Dart 3.12 の dev タグは速く動いている: Flutter 3.x 開発者として読み方 (と何をするか)
Dart 3.12 の dev タグが速いペースで出ています。バージョン文字列の読み方、CI で dev SDK をピン留めする方法、Flutter 3.x のマイグレーションが消火活動ではなく小さな PR で済むよう失敗をトリアージする方法を紹介します。
Dart SDK のリリースフィードはここ 48 時間異常に活発で、複数の Dart 3.12 dev タグが立て続けに出ています (例: 3.12.0-12.0.dev)。Flutter 3.x の stable を出荷しているとしても、これらのタグは重要です。来たる言語、アナライザー、VM の変更の早期シグナルだからです。
dev タグは「リリース」ではないが、互換性のプレビューではある
Flutter stable を使っているなら、ツールチェーンを無造作に dev SDK へアップグレードすべきではありません。しかし dev タグを戦略的に使うことはできます。
- アナライザーの破壊を早期に捕捉: lint やアナライザーエラーが、自分の問題になる前に表面化します。

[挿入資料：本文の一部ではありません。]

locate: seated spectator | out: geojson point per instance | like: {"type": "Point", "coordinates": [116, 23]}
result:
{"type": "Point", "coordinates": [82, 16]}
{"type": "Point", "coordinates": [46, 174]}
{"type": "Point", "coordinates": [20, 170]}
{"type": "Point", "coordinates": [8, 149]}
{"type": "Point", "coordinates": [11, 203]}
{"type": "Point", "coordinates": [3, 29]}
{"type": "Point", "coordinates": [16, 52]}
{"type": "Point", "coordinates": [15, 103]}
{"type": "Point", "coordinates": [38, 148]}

- ビルドツーリングを検証: コードジェネレーター、build runner、CI スクリプトが先に壊れがちです。
- マイグレーションコストの見積もり: 依存しているパッケージが脆いなら、リリース当日ではなく今のうちに分かります。
dev タグは互換性プレビューチャネルだと考えてください。
推測せずにバージョン文字列を読む
3.12.0-12.0.dev という形式は、「3.12.0 プレリリース、dev ビルド番号 12」と捉えれば自然になります。番号そのものから機能を推測する必要はありません。テストの際に既知のツールチェーンを固定するのに使うのです。
実践として。
- 短命な調査ブランチに dev タグを 1 つ選ぶ。
- 結果を再現できるよう 明示的にピン留めする。
- 現実的なワークロードを実行する:
flutter test、リリースビルド、コード生成を使うなら少なくとも 1 回の build_runner 実行。
CI で特定の Dart SDK をピン留めする (誰の一日も壊さずに)
ここに、ピン留めした SDK をセットアップして通常のチェックを走らせる最小限の GitHub Actions の例を示します。これは意図的にメインビルドから分離してあり、失敗を「世界停止」ではなく「シグナル」として扱えます。
name: dart-dev-signal
on:
schedule:
- cron: "0 6 * * *" # daily
workflow_dispatch:
jobs:
analyze:
runs-on: ubuntu-latest
steps:
- uses: actions/checkout@v4
# Pin a specific dev tag so failures are reproducible.
# Follow Dart SDK release assets/docs for the right install method for your runner.
- name: Install Dart SDK dev
run: |
echo "Pin Dart 3.12.0-12.0.dev here"
dart --version
- name: Analyze + test
run: |
dart pub get
dart analyze
dart test
重要な振る舞いはインストーラのスニペットではなく、ポリシーです。このジョブはカナリアです。
失敗をどう扱うか
dev チャネルがビルドを壊したら、失敗には単一の質問に答えてもらいましょう。「これは自分たちのコードか、依存先か」です。
迅速なトリアージのチェックリスト。
- アナライザーエラーが変わったら: コードベースの新しい lint や型付けの厳格化をチェック。
- build_runner が失敗したら: まずジェネレーターをピン留めして更新し、再実行。
- 依存先が失敗したら: 「最新 dev」ではなく正確な dev タグを添えて上流に issue を立てる。
報酬は地味ですが本物です。Flutter が最終的に新しい Dart ツールチェーンを取り込んだとき、マイグレーションは消火活動ではなく小さな PR になります。